Probe Sought of Bonding Firm in Pact Defaults
A bonding company, which faces criminal charges in Arizona, has left behind a string of defaulted contracts in government jobs in the city and county of Los Angeles, prompting local authorities to call for an investigation of the firm.
The Board of Supervisors is expected to consider a proposal today seeking a criminal investigation into Contractors Surety Bonding Co. after the Washington, D.C.-based firm defaulted on its guarantee to finance a new fire station in Diamond Bar and a building expansion program at Martin Luther King Jr./Drew Medical Center.
First, the original contractor fell behind on the construction schedule of the projects and then Contractors Surety Bonding allegedly backed down from its guarantee to step in and finish the job, county officials said.

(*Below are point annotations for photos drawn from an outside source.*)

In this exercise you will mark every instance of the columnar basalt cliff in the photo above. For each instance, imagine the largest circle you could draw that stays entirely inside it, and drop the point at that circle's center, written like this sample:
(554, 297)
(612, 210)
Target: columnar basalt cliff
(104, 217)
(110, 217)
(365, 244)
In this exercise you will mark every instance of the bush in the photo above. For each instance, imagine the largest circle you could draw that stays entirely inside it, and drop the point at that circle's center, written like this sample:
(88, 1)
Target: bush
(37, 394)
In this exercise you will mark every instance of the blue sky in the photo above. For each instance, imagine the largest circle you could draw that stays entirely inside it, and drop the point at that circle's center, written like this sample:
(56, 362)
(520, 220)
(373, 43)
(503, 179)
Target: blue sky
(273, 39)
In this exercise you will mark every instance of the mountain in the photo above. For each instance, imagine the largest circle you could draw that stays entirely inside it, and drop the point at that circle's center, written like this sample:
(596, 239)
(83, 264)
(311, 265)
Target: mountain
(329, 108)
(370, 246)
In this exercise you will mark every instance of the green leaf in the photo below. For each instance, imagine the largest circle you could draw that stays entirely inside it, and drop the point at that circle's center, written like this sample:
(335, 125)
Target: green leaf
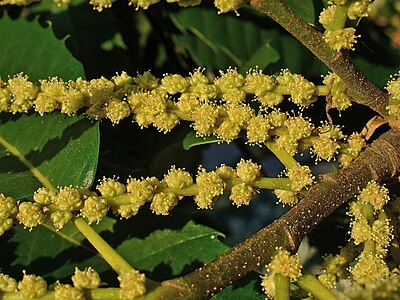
(49, 253)
(219, 41)
(305, 9)
(62, 150)
(168, 253)
(27, 47)
(191, 140)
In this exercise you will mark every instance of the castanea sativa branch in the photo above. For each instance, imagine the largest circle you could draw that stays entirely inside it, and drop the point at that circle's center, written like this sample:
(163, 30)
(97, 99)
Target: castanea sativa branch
(379, 162)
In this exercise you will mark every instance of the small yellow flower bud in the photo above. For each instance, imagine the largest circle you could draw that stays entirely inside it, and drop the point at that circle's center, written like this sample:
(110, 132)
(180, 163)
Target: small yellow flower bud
(248, 171)
(139, 190)
(339, 39)
(8, 207)
(163, 202)
(360, 231)
(226, 172)
(257, 130)
(146, 81)
(328, 279)
(116, 110)
(228, 131)
(178, 178)
(374, 194)
(44, 196)
(369, 269)
(205, 118)
(94, 209)
(242, 194)
(286, 197)
(60, 218)
(109, 187)
(327, 16)
(174, 84)
(30, 214)
(68, 199)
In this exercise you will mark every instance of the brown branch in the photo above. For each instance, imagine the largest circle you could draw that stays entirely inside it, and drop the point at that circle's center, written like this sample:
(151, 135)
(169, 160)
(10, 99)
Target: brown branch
(379, 162)
(363, 90)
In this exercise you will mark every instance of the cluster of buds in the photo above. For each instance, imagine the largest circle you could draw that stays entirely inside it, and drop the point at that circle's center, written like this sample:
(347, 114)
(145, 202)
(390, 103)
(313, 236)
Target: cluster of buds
(223, 6)
(282, 264)
(393, 88)
(334, 19)
(371, 227)
(132, 285)
(219, 107)
(59, 207)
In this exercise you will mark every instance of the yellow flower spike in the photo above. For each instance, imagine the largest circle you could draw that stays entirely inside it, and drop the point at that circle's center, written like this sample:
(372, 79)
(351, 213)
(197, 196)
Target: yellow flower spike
(177, 178)
(94, 209)
(248, 171)
(30, 214)
(163, 202)
(257, 130)
(86, 279)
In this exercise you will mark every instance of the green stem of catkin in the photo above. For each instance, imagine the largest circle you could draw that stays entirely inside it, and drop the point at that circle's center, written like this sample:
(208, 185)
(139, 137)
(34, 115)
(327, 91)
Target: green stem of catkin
(282, 285)
(116, 262)
(312, 285)
(285, 158)
(339, 21)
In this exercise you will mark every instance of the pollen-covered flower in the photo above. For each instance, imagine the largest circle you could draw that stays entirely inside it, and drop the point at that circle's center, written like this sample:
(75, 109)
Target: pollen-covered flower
(68, 199)
(94, 209)
(205, 118)
(258, 129)
(60, 218)
(369, 269)
(374, 194)
(177, 178)
(248, 171)
(241, 194)
(163, 202)
(132, 285)
(210, 186)
(339, 39)
(109, 187)
(30, 214)
(140, 190)
(116, 110)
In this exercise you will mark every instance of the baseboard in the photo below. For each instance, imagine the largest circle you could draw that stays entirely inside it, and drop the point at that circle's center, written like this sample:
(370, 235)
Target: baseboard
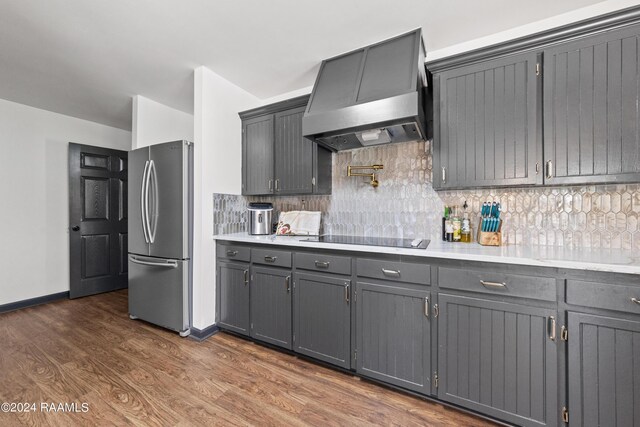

Company officials could not be reached for comment.
The county contends that as a result of problems with Contractors Surety, completion of the $631,750 fire station at Diamond Bar has fallen six months behind schedule and an $885,000 addition to the South-Central Los Angeles medical center remains only half-finished.
Officials said they could not estimate how much money the defaults will cost the county, but Henry Yee, head contract administrator for the Facilities Management Department, said there is certain to be some monetary loss, as well as unknown delays in completing the projects.
“We’re at a complete standstill,” Yee said of the hospital construction project.
Randy Gomez, construction coordinator for the Los Angeles County Fire Department, said problems in completing the Diamond Bar project have forced fire officials to scramble for another contractor to finish the job after the original contractor, Executive Engineering and Services Corp., was terminated for contract “deficiencies” and its bonding firm, Contractors Surety, also failed to perform under its contract.
Only later, Gomez said, did he learn that executives of the bonding company had been indicted in Arizona, along with other defendants in an alleged bond insurance fraud scheme.
A federal grand jury indicted six people on charges of defrauding federal agencies and private contractors by falsifying construction bonds.
The indictment charged the defendants with accepting money to provide bonding required for contractors bidding for government projects, but rather than obtaining the bonding, the defendants allegedly forged and falsified documents to make it appear as though the contractors were covered.
Among those named in the lawsuit were Gwendolyn Joseph, described as an officer or director of Contractors Surety Bonding, and two men identified as former Joseph employees, Eddie Dixon and Alonzo Campbell.
Joseph could not be reached for comment, although a secretary at the Washington office confirmed that Joseph was president of the company. A telephone operator for Contractors Surety in Century City said Campbell has received calls through the firm and that Dixon had worked with the company.
Meanwhile, officials with the Los Angeles Department of Water and Power said they dealt with both Joseph and Dixon in another construction project that ended with Contractors Surety defaulting on its contract.
Bruce Hamer, a DWP civil engineer, said the firm had provided performance bonds and labor and material payment bonds for a $3.5-million construction project in Van Nuys. But plans to build an equipment repair and office building were temporarily shelved after the original contractor, PIE Construction Co., fell four months behind schedule and Contractors Surety failed to follow through on its commitment to complete the work, Hamer said.
More than 30 subcontractors were left unpaid in the aftermath, he added, and the department is now faced with a revised plan on how to complete the building.
“It’s a potential overrun of $600,000,” he said of the added costs to the department.
Although county officials declined to provide a cost estimate of the defaults, Supervisor Pete Schabarum is asking the county counsel to attempt to recover the costs from Contractors Surety. In a proposal that will go before the board today, he also pushed for a district attorney’s investigation, claiming that the firm may be “engaging in fraudulent business practices” and indicating that officials should “determine whether the company is engaged in criminal business activities.”
Schabarum urged the county to ban Contractors Surety from any future construction projects. Yee said the Facilities Management Department is unaware of any other business with the firm.
Some county officials have advocated closer monitoring of such contracts. But Yee declined to say if this or some other avenue of inquiry was the subject of an ongoing administrative investigation.
Yee, whose office is in charge of such monitoring efforts, added that he was unaware of any problems with the firm until after he began his own investigation into the company.